Grading on a curve, this is one of his better entries, but there are red flags in the comments that suggest the limits to that grading.
As to the last sentence, he's no Tim Allen on this point, I think.
It's "abuse of discretion" but not "abuse of judicial power".
This judge needs to be punished in the same manner as an attorney would be. Otherwise it's OK for everyone.

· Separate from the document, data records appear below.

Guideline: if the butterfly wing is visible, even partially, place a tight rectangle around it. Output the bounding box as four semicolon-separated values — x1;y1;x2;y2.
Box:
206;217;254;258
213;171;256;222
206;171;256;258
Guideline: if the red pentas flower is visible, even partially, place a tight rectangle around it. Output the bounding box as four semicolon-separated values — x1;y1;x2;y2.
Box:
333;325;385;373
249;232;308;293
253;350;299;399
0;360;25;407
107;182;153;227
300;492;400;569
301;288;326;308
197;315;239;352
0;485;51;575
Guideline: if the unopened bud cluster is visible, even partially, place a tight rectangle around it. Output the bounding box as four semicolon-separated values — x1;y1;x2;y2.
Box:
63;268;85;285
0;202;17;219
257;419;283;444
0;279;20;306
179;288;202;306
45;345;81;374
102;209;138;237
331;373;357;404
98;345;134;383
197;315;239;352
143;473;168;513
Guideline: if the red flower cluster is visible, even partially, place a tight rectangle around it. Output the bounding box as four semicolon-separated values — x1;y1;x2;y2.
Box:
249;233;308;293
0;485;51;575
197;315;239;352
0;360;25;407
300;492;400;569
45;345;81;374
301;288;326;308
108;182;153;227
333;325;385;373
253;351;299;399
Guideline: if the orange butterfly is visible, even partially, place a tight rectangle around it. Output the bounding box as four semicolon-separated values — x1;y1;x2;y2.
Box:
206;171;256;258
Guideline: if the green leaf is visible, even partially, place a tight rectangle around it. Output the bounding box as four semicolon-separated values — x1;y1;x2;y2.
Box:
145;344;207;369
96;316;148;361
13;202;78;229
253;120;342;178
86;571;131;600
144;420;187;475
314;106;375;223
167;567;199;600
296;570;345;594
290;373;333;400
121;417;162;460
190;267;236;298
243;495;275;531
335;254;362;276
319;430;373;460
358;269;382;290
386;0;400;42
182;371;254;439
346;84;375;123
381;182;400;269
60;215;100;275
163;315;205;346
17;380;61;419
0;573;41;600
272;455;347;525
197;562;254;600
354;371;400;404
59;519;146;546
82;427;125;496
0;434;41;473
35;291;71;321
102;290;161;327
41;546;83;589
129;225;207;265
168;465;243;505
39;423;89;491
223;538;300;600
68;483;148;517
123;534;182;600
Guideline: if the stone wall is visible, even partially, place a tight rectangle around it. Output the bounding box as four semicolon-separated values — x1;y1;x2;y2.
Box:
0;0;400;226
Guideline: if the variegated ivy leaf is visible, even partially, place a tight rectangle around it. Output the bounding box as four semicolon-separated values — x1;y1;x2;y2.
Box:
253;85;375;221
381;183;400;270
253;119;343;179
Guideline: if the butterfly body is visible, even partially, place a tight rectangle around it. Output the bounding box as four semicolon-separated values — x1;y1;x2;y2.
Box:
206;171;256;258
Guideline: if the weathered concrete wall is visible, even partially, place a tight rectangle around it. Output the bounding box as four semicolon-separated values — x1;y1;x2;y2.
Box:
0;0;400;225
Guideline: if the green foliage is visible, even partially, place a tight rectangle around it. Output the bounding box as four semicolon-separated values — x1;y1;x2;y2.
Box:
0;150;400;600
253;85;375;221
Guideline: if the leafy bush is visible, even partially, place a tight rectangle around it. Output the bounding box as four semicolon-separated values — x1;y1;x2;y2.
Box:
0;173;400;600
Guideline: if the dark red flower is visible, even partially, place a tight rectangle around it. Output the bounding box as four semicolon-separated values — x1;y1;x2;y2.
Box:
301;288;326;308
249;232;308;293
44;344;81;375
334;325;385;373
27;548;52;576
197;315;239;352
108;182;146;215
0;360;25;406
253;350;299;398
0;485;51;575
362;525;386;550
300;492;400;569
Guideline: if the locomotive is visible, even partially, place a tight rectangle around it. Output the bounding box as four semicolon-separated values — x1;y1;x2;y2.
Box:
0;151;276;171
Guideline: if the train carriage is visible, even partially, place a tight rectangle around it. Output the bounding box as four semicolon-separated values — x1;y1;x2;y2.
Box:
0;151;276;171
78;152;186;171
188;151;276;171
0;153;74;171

"Is it an abuse of judicial power for a judge to issue an opinion with AI hallucinations?"
That you even think there is an answer other than "yes" says a lot about the current state of the legal "profession".
Just for the record, "AI hallucination" is a synonym for "lie".
ONE MORE TIME FOR THE LUDITES (and yes I am shouting).
I have asked this question multiple times in other AI threads and everyone seems to want to take the 5A protection. Westlaw (anyone ever hear of that) is shouting praises of the results it's AI engine produces. Of course, it costs money (but surely EV or someone on this site has or knows someone that has used) and ChatGPT is the cheap skate version that costs nothing.
So has anyone ever used the Westlaw AI, and if so how does it compare to what seems to be the el cheapo ChatGPT? Asking for a friend.